#150 "solo con la idea de machacar el musculo totalmente," "La idea es aniquiliar totalmente ese grupo hasta que no se pueda hacer una sola rep mas."
Pues ya me dirás tú.
#150 "solo con la idea de machacar el musculo totalmente," "La idea es aniquiliar totalmente ese grupo hasta que no se pueda hacer una sola rep mas."
Pues ya me dirás tú.
#151 Aniquilarlo al final del entrenamiento, pero las series se pueden hacer sin llegar al fallo, si ves que no puedes 1 rep mas descansas y haces otra serie
#152 Entonces es otra cosa de la que has puesto originalmente xD Aún así, entrenar hasta el agotamiento extremo no es más mejor.
#148 no me gustan las rutinas de autoregulación, al final acaban sin ser eficientes,
mejor una progresión marcada que veas si vas bien o no, al menos en press banca/pm/sentadilla y uno de tiron (remo/dominada) + empuje vertical
el resto ya como te de la gana, lo de aniquilar el músculo con accesorios puede funcionar, pero al menos llevaria progresión en los básicos
#154 Para lo que él propone no hace falta tener progresión en nada. Plantear una etapa de hipertrofia máxima y querer hacer una progresión en básicos es un error. Cada cosa, a su tiempo.

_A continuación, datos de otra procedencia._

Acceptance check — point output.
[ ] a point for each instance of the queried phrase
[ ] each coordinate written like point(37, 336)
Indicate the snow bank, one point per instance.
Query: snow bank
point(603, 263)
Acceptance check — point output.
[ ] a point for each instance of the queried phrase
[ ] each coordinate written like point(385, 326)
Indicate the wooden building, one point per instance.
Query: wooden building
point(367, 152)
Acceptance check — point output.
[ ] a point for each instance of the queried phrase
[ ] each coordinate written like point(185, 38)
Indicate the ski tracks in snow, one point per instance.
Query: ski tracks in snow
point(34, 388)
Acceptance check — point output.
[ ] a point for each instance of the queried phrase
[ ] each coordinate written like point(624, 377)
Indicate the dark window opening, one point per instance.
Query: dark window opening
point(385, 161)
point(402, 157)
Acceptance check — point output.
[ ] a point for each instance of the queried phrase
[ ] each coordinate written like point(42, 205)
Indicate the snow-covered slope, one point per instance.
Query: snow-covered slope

#155 no sé, no me parece eficiente tirarte 5-6 semanas a 12 repes sin progresar, mejor periodizar
aunque igual para volumen 1 vez al año o dos si que renta
Si pongamos que quieres hacer 120-150 reps totales por cada uno de los 5 grupos musculares lo lógico si quieres hacer algo así sería que metieras las 150 reps el mismo día. ¿Eficaz? Sí, y divertido. ¿Eficiente? No, desde mi punto de vista no, desde luego.
De hecho soy un poco de la opinión de Alberto Nuñez, si quieres añadir volumen extra añades un día más, por encima de todo para mí está la calidad del trabajo, si me casco 150 reps en un día, las primeras 50-75 quizás son de calidad, pero las demás seguramente no.
PD: Tampoco creo que haya una gran diferencia entre meter todo el volumen en un día o separarlo en 2-3, el cuerpo se adapta a todo, el volumen semanal es lo importante, al igual que la dieta.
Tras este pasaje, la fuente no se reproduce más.